The neural network after several training epochs has too large sigmoid values and does not learn

Question

I'm implementing a fully connected neural network for MNIST (not convolutional!) and I'm having a problem. When I make multiple forward passes and backward passes, the exponents get abnormally high and python is unable to calculate them. It seems to me that I incorrectly registered backward_pass. Could you help me with this. Here are the network settings:

w_1 = np.random.uniform(-0.5, 0.5, (128, 784))
b_1 = np.random.uniform(-0.5, 0.5, (128, 1))
w_2 = np.random.uniform(-0.5, 0.5, (10, 128))
b_2 = np.random.uniform(-0.5, 0.5, (10, 1))
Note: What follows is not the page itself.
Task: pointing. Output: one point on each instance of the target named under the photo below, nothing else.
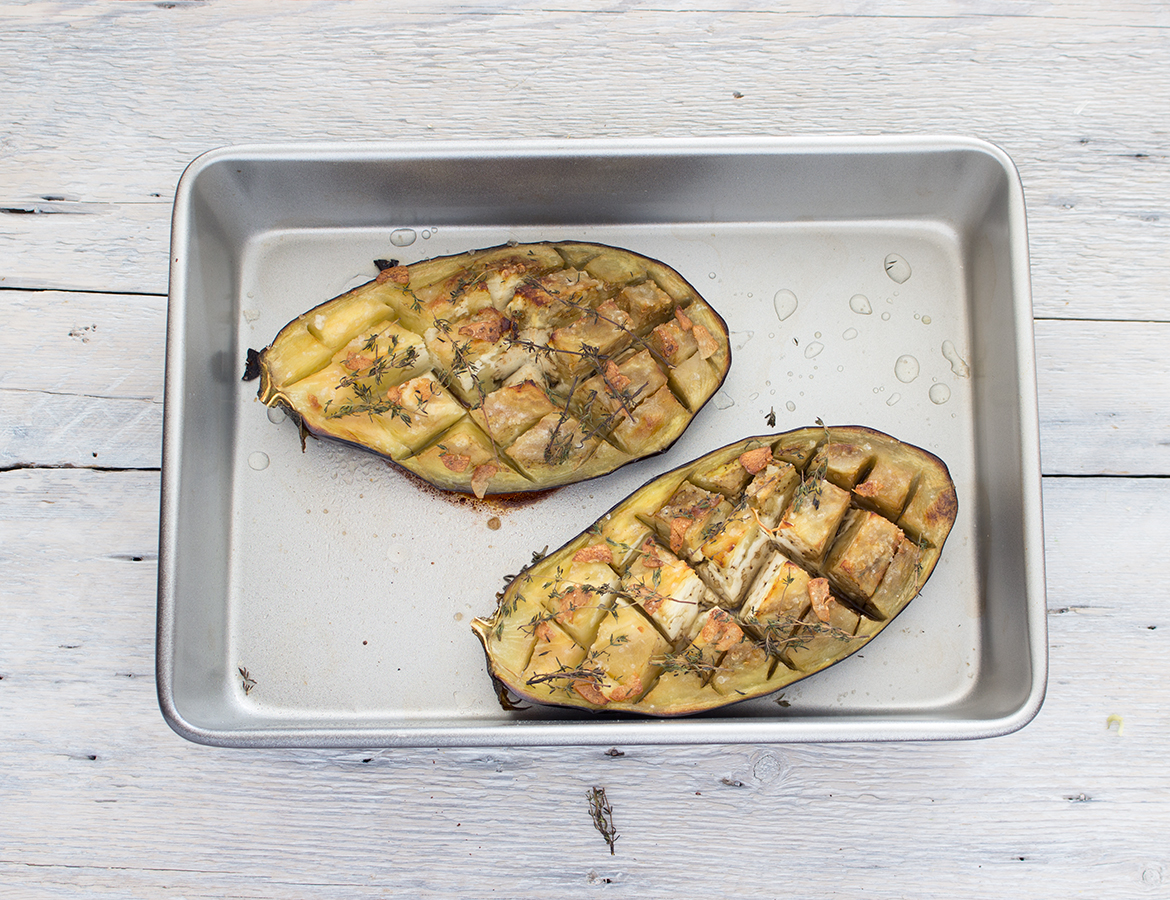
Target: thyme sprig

X_train shape:  (784, 31500)
y_train shape:  (31500,)
X_test shape:  (784, 10500)
y_test shape:  (10500,)

def sigmoid(x, alpha):
    return 1 / (1 + np.exp(-alpha * x))

def dx_sigmoid(x, alpha):
    exp_neg_x = np.exp(-alpha * x)

    return alpha * exp_neg_x / ((1 + exp_neg_x)**2)

def ReLU(x):
    return np.maximum(0, x)

def dx_ReLU(x):
    return np.where(x > 0, 1, 0)

def one_hot(y):
    one_hot_y = np.zeros((y.size, y.max() + 1))
    one_hot_y[np.arange(y.size), y] = 1
    one_hot_y = one_hot_y.T
    
    return one_hot_y

def forward_pass(X, w_1, b_1, w_2, b_2):
    layer_1 = np.dot(w_1, X) + b_1
    layer_1_act = ReLU(layer_1)

    layer_2 = np.dot(w_2, layer_1_act) + b_2
    layer_2_act = sigmoid(layer_2, 0.01)
    
    return layer_1, layer_1_act, layer_2, layer_2_act

def backward_pass(layer_1, layer_1_act, layer_2, layer_2_act, X, y, w_2):
    one_hot_y = one_hot(y)
    n_samples = one_hot_y.shape[1]

    d_loss_by_layer_2_act = (2 / n_samples) * np.sum(one_hot_y - layer_2_act, axis=1).reshape(-1, 1)

    d_layer_2_act_by_layer_2 = dx_sigmoid(layer_2, 0.01)
    d_loss_by_layer_2 = d_loss_by_layer_2_act * d_layer_2_act_by_layer_2
    d_layer_2_by_w_2 = layer_1_act.T

    d_loss_by_w_2 = np.dot(d_loss_by_layer_2, d_layer_2_by_w_2)
    d_loss_by_b_2 = np.sum(d_loss_by_layer_2, axis=1).reshape(-1, 1)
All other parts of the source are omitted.